Flying cars, self-driving trucks, super-fast bullet trains underground, flying machines that deliver packages, computers that can make millions of calculations a second, robots that can learn and manage a myriad of tasks – all of the things that seemed like science fiction only a short time ago already exist or are well within our grasp.
Which leads to the question: What will warehouses and distribution centers look like a dozen years from now, and into a largely uncertain future?
Some experts think they have the answer, and their views are gathered in a recently-released report titled “Roadmap for Change: The Flexible Distribution Facilities of the Future” published by the Society of Industrial and Office Realtors and the Industrial Asset Management Council.
“While businesses of all sizes and industries are scrambling to keep up, distribution is being upended entirely,” the report adds. “Some experts have suggested that in 30 years, the distribution industry as we know it today will disappear altogether. But that doesn’t mean that demand for warehouse space is going to go away.”
Researchers see retailers shifting from the concept of maintaining inventory stock to inventory flow. They are reducing the amount of goods stored and the amount of time they remain in storage while beefing up their logistics networks to move goods from point A to point B.
The paradigm shift also extends to production. Sophisticated 3-D printing and other additive manufacturing techniques are enabling fast and cost-effective product customization.
In some cases, this leads to the elimination of bulk production entirely to yield “orders of one,” the researchers observe.
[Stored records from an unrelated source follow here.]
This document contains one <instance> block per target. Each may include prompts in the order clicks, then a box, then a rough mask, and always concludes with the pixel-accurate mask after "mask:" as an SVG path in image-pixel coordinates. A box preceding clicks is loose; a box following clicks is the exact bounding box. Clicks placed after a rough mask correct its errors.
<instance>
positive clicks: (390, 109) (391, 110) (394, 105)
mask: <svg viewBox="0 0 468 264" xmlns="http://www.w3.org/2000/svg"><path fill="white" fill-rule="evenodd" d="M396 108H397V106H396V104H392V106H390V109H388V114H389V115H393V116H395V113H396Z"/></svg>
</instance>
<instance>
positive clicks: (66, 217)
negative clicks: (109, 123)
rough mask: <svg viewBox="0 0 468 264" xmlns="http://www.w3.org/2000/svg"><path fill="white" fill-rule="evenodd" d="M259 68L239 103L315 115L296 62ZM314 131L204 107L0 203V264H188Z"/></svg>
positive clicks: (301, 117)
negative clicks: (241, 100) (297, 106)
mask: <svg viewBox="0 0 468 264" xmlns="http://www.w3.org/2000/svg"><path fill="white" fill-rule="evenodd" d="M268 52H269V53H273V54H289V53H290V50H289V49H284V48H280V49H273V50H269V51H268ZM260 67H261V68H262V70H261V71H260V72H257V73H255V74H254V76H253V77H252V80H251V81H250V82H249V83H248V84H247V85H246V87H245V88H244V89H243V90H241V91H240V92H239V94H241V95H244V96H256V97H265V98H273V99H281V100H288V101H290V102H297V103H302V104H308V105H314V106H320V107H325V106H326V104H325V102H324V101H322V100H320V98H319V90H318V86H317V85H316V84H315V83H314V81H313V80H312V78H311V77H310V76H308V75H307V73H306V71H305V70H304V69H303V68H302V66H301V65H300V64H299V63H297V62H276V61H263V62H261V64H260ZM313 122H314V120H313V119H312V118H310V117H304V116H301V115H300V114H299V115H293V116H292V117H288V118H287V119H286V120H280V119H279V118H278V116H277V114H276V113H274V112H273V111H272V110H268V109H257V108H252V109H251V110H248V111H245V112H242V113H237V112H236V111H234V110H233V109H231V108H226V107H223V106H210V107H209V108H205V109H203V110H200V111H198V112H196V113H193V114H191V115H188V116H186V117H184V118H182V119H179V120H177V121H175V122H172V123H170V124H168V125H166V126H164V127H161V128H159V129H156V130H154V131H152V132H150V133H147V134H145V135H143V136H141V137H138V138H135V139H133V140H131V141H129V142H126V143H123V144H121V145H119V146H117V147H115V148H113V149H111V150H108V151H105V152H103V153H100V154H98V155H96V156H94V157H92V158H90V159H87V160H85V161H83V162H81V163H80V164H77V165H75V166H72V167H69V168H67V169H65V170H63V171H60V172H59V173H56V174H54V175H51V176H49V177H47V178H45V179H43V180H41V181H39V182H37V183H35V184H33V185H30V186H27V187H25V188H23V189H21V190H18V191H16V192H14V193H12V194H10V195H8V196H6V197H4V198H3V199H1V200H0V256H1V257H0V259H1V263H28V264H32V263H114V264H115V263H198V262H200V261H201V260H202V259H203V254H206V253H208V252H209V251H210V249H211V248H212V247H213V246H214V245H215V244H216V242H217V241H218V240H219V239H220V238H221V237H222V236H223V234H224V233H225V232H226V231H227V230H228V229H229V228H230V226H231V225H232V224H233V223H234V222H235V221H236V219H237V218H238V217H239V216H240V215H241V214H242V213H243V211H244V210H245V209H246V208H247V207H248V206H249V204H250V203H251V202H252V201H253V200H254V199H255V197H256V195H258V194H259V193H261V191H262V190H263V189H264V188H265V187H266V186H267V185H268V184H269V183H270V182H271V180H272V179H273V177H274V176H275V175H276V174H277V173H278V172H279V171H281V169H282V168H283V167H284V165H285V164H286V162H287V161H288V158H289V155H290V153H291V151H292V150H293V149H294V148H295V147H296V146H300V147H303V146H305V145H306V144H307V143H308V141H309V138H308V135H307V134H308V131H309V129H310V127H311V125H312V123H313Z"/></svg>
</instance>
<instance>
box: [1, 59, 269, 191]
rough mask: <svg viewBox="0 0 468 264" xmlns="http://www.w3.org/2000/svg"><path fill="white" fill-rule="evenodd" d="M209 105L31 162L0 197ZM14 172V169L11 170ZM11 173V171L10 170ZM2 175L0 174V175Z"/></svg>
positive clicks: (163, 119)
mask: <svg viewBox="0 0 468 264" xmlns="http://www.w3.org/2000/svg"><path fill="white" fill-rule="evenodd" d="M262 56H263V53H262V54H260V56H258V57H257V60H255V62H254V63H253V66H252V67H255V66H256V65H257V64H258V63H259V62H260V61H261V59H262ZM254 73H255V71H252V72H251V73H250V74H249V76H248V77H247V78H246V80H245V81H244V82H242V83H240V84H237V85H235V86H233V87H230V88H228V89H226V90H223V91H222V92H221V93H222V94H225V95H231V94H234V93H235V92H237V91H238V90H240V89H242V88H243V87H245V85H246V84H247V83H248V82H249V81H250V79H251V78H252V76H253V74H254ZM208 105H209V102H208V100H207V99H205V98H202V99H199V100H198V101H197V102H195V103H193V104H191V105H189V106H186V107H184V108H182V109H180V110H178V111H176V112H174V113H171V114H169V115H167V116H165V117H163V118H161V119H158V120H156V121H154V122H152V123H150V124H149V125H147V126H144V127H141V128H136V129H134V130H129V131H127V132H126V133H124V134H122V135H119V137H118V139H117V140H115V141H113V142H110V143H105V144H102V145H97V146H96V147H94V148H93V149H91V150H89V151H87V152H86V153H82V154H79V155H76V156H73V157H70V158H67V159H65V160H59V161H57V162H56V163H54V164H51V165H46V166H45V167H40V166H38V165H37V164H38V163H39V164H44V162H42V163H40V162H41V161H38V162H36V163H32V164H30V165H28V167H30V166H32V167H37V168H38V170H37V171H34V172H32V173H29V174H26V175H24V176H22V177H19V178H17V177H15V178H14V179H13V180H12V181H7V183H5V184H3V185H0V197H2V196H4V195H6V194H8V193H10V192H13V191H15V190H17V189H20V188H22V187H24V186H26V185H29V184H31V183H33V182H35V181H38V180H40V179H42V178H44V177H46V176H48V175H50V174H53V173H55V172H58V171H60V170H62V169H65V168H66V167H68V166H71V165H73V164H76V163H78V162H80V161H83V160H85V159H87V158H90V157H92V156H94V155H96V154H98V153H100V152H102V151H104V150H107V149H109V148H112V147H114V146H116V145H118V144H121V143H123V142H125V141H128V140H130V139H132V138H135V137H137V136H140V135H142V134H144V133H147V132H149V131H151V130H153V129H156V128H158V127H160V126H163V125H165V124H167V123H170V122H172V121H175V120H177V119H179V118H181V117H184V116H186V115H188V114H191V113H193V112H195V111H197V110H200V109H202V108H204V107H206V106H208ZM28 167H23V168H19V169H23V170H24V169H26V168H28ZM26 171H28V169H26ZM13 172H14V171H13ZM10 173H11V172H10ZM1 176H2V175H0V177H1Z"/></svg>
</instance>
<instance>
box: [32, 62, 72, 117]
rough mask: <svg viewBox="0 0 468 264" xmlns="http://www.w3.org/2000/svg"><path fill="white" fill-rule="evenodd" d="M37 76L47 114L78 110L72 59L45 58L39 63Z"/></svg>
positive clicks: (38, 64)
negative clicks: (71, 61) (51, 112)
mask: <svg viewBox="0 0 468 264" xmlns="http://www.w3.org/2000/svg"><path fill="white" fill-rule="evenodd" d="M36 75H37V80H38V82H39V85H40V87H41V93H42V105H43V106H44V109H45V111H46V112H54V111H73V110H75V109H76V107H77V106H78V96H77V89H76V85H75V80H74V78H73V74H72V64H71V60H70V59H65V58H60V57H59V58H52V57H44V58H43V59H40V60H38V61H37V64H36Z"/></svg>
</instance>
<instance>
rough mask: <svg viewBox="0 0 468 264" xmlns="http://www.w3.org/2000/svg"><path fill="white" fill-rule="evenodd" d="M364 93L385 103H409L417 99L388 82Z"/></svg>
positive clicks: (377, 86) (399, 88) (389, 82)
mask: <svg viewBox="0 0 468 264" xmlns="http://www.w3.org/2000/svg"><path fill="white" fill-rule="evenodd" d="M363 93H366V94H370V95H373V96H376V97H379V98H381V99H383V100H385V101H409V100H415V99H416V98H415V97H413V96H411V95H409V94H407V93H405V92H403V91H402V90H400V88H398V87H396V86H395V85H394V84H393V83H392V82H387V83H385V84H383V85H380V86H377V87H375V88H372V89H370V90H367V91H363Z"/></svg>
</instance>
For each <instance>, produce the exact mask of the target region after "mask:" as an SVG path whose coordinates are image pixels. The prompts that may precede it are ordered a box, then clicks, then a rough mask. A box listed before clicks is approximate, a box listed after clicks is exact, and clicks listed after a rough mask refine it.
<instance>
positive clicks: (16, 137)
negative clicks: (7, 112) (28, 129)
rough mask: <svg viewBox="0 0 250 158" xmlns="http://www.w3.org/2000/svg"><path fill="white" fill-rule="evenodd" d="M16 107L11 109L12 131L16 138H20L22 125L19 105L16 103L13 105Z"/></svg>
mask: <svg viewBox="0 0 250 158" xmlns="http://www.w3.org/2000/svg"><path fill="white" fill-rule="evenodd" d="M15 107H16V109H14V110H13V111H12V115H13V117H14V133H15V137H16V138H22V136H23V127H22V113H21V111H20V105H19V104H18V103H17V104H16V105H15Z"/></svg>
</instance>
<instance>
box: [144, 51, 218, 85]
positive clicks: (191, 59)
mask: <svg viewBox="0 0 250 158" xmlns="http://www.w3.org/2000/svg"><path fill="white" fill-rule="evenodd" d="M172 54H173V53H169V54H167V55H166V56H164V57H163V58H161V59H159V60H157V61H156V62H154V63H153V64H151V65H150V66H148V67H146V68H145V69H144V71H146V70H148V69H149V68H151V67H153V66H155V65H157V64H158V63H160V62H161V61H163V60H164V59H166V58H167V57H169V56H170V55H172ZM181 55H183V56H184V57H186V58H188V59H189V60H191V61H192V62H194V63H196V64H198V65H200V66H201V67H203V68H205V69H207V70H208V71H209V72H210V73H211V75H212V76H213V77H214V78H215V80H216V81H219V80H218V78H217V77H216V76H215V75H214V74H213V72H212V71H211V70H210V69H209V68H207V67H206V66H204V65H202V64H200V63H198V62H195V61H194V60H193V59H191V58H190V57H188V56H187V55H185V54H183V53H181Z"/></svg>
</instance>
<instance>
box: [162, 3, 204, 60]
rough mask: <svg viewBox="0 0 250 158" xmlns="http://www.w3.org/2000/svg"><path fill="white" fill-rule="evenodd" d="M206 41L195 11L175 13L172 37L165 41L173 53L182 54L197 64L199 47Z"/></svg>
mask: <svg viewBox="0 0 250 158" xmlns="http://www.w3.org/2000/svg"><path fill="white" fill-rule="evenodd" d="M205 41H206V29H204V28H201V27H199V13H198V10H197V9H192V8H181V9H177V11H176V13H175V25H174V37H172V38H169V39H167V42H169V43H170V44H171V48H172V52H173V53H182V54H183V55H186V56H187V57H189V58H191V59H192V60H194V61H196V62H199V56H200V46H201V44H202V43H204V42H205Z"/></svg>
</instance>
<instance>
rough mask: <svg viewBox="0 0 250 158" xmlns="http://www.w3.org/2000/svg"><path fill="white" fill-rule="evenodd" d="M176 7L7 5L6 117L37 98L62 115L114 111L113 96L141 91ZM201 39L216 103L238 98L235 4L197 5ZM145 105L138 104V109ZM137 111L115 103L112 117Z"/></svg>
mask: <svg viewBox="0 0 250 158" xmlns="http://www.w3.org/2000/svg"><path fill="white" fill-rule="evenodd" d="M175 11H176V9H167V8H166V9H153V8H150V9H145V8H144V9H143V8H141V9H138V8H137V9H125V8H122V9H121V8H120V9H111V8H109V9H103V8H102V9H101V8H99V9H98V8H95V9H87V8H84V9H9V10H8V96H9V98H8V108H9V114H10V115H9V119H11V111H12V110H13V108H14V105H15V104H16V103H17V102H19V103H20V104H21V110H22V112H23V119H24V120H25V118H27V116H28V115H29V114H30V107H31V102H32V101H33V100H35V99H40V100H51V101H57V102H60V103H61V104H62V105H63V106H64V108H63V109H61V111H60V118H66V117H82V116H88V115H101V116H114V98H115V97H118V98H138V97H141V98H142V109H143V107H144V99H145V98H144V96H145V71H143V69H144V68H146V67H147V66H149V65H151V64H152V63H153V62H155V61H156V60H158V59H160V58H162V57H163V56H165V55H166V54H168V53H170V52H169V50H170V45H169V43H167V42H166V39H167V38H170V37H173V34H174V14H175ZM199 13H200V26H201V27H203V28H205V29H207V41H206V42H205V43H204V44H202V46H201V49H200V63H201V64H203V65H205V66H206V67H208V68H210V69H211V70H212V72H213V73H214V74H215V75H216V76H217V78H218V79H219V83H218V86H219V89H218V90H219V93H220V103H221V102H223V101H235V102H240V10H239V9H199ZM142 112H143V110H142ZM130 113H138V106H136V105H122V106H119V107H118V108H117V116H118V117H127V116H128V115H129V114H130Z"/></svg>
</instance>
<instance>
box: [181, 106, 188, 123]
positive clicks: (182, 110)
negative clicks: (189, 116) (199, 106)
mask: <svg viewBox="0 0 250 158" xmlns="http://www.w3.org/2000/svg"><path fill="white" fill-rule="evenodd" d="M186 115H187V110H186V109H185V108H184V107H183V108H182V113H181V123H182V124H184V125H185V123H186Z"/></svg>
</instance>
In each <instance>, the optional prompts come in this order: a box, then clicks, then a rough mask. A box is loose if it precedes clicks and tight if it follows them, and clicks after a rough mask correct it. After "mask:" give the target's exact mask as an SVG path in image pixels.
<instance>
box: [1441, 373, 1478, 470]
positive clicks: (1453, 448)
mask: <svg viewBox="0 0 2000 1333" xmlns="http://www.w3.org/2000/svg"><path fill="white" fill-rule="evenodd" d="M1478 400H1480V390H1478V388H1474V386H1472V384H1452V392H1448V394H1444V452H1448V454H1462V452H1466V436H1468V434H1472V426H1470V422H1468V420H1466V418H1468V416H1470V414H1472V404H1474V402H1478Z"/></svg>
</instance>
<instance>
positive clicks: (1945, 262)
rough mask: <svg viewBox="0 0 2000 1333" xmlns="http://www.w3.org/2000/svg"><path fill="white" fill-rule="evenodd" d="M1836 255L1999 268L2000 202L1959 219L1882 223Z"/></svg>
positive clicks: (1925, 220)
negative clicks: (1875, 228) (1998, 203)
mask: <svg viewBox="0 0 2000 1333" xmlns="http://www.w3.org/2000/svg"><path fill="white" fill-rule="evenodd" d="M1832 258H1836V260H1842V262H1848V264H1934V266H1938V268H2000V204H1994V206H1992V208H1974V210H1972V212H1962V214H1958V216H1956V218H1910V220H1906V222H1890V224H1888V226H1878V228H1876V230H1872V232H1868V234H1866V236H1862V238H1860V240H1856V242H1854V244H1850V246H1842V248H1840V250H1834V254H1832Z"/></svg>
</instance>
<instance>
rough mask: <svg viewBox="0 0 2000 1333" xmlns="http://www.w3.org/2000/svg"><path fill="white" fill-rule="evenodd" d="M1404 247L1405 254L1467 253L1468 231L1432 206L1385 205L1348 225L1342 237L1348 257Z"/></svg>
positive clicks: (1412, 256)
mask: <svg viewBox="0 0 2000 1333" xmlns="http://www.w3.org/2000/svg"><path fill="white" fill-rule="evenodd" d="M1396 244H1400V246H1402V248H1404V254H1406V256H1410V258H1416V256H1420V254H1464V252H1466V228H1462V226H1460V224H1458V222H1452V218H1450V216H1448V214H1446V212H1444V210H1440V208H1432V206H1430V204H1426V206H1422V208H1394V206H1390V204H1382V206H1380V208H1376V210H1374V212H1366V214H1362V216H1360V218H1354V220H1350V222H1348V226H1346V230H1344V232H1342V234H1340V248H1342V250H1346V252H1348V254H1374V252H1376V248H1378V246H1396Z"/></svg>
The report is a product of an initiative mounted by SIOR/IAMC that they call DesignFlex2030. It explores the potential of new industrial building design approaches that could lead to more flexible, adaptable and sustainable facilities in the future.
According to Jim Hirt, chief executive officer of SIOR, “This paper digs deep into the issues currently facing distribution and manufacturing center – a major component of the industrial real estate – as well as the trends and challenges that will impact this sector in the future.”
Tate Godfrey, Executive Director of IAMC, makes the point that, “Maintaining a next-generation transportation infrastructure continues to be a top concern for companies, economic developers and real estate developers so we’re hoping this paper can shed some light on next steps in order to achieve that goal.”
While there is no single solution to the varied and complex distribution dilemmas faced by every industry, the sponsors say the paper instead offers innovative ideas and concepts that can serve as a jumping off point across the range of industries.
The Hybrid Facility
This report discusses a hyperlocal urban resource center and mixed-use development with the warehouse component situated underneath the residential and office space levels.
This hybrid facility could accommodate a rich mix of uses, including an ecommerce distribution center, customer pick-up and service center.
“This is a perfect solution to the dilemma faced by many companies that want to locate warehouses closer to their customers: The closer into urban areas you get, the more expensive the land becomes,” explains Karl Heitman, DesignFlex2030 team co-lead and president of Heitman Architects.
In this case, the residential component covers the cost of development. “It creates a new financial rationale that alters the old commercial real estate conventional wisdom about not using higher value land for lower value purposes,” Heitman says.
This future already has begun, the researchers point out. Industrial real estate firms like Prologis currently are looking for land in densely populated areas to build this new kind of warehouse.
In the Here and Now
“But with demand growing and limited availability of large, industrial-zoned parcels in desirable locations, designers of warehouse space are beginning to look upward, rather than outward,” the
report says. “They are changing their approach so they can take advantage of airspace to build vertical fulfillment centers that fit into the cityscape.”
Although a handful of high-rise warehouses have existed in the United States for decades, as urban land become more expensive, the trend moved to outlying small towns and industrial areas outside of major cities.
In April 2017, Prologis began building of the first kind of these facilities for inclusion in its own portfolio – a three-story, 589,615-square-foot fulfillment center in South Seattle.
It is the first of its kind in the U.S., according to the researchers, in being a highly-visible, Class A facility featuring ramps for truck access to second-floor loading docks. A freight elevator will link the third floor to ground floor loading docks.
Prologis says the new paradigm is needed because of two factors that are at war with each other: consumers’ increasing expectations of rapid and inexpensive delivery of online orders, and the continuing rise of transportation costs. In response, retailers and manufacturers are looking to move fulfilment operations closer to population centers.
With inner city vacancy rates at historic lows, however, finding available square footage is a challenge – which also is driving the transformation of Prologis’ site selection and design approach.
Other Predictions
Other predictions made by the SIOR/IAMC prognosticators include:
- Global manufacturing centers with multi-modal freight shipping and receiving options.
- Regional intermodal facilities with high-efficiency container movement, all-electric vehicles and intelligent automation.
- Multifunctional sites featuring showroom, repair center, assembly, and 3-D printing capabilities for additive manufacturing.
- New network connections to a web of multiple fixed and mobile facilities that will vary in size, shape, function and scope, strategically located at various points along the logistics journey between manufacturers and end users.
- Emphasis is optimizing routes and modes to get products from manufacturer to the end user quicker, faster and cheaper than anyone else.